Techie Tips for Christmas
 

Get Blogging
Last 17th December, Birmingham’s Bullring was among the many shopping destinations with a post on That’s Christmas and more! (www.ThatsChristmas.Blogsot.com), an online magazine featuring everything related to Christmas, as well as other popular holidays. The entry began with a look at Bullring’s promising holiday sales outlook and included a pitch by general manager, Tim Walley, who outlined some of the reasons why more than 4.5 million visitors were expected to visit the centre during the month of December alone.

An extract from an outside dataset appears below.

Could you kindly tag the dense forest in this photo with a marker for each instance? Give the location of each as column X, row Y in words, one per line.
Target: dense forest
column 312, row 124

Similar sites include Miss-Cadeaux.fr, a blog with nearly 700 gift ideas for every occasion, including Christmas.


Flip this Gift
Use your holiday gift services to generate future business. Follow the lead of UK gift swapping site, Hitflip.co.uk and offer shoppers the ability to swap unwanted or duplicate gifts via your Website come January. Offer the service for free to anyone purchasing a centre gift card or voucher in December.

 

Help on Demand
The UK’s High Chelmer Shopping Centre provides an online personal shopper service that makes it a synch to find the right gifts. Customers can e-mail all of their pressing Christmas queries to personalshopper@flyingsaucermarketing.com and answers will then be posted for them as well as other shoppers on HighChelmerShopping.co.uk/personalshopper.html.
 

Gift Widget
A recent study by ComScore Inc. showed that online spending was peaking in the middle of the day during the 2007 Christmas season, which suggests that some consumers were hunting for gifts while at work. Why not increase their chances of success by sending one gift idea to them daily, straight to their inbox?
Shoppers could download the widget from your centre’s Website, pick which gift categories and price range interests them most and then look forward to receiving bespoke ideas from your gifting expert. Tag on some limited-time offers to encourage customers to visit, and remember to include your centre’s gift cards and gift vouchers as two of the daily gift ideas.